Janne Dahlman nunca fora muito popular na redação e a revelação não chegou a chocar ninguém. Mikael interrompeu os murmúrios.
— Só estou contando isso porque tenho inteira confiança em vocês. Trabalhamos juntos há vários anos e sei que vocês têm a cabeça no lugar, por isso sei também que aceitarão participar desse jogo, não importa o que acontecer neste outono. E fundamental que Wennerström seja levado a acreditar que a Millennium está afundando. E o trabalho de vocês será fazê-lo acreditar nisso.
— Qual é a nossa verdadeira situação? — perguntou Henry Cortez.
— Resumindo: foi um período difícil para todos e ainda não estamos livres das dificuldades. Tudo levava a crer que a Millennium ia acabar. Mas garanto que isso não vai acontecer. A Millennium hoje está mais forte do que há um ano. Depois desta reunião, vou desaparecer novamente por dois meses. Lá pelo fim de outubro estarei de volta. Então cortaremos as asas de Hans-Erik Wennerström.
— De que maneira? — quis saber Cortez.
— Sinto muito, mas não posso revelar detalhes. Vou escrever uma nova história sobre Wennerström, só que desta vez faremos tudo direitinho. Então começaremos a preparar a festa de Natal da revista. Espero ter como prato principal do cardápio Wennerström assado e diversos críticos como sobremesa.
A descontração logo tomou conta do ambiente. Mikael se perguntou como estaria se sentindo se estivesse ali, sentado, escutando a si mesmo naquela mesa de reunião. Cético? Provavelmente. Mas parecia que ele contava com um capital de confiança entre os colaboradores da Millennium. Levantou a mão outra vez.

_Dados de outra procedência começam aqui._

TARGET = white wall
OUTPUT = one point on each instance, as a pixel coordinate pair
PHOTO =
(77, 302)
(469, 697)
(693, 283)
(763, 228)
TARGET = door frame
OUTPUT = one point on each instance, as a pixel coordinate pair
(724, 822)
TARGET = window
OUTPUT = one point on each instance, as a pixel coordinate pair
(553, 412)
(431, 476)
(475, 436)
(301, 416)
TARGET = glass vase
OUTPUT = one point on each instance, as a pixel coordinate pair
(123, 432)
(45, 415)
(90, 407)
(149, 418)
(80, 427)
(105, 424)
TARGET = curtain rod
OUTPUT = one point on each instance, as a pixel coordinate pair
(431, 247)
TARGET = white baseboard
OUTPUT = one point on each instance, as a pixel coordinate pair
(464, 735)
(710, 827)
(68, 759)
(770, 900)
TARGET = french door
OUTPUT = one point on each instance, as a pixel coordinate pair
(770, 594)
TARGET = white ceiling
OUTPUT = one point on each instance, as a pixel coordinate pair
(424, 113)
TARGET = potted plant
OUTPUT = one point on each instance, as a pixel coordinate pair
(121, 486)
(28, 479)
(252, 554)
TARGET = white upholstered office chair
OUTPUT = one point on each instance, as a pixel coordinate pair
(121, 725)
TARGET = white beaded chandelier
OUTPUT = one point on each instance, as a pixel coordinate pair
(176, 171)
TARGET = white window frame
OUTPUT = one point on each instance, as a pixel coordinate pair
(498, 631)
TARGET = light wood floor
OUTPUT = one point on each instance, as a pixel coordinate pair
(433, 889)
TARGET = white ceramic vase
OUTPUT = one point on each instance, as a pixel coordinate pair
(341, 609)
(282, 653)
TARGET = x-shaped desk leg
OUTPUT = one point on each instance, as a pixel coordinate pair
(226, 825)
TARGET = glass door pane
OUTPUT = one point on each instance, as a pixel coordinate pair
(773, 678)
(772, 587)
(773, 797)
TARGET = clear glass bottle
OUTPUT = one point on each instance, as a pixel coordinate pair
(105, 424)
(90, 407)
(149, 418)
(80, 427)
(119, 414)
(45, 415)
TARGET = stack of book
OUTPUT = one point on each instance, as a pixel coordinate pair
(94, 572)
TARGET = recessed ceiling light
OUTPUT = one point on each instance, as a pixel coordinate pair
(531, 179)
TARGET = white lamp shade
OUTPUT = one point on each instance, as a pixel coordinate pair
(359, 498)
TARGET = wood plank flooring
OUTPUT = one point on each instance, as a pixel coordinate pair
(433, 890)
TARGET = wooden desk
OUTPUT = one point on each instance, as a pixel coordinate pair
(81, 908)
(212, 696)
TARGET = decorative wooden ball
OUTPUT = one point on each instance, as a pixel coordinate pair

— Para que isso aconteça, é importante que Wennerström acredite que a Millennium está afundando. Não quero que ele monte uma campanha defensiva ou que elimine provas no último minuto. Por isso vamos traçar um roteiro para os próximos meses. Em primeiro lugar, é fundamental que nada do que discutimos aqui hoje seja registrado por escrito em e-mails ou comunicado a alguém fora desta sala. Não sabemos até que ponto Dahlman tem acesso aos nossos computadores, e descobri que é bastante fácil ler os e-mails particulares dos colaboradores. Portanto, faremos tudo verbalmente. Se nas próximas semanas quiserem discutir alguma coisa, falem com Christer na casa dele. Com extrema discrição.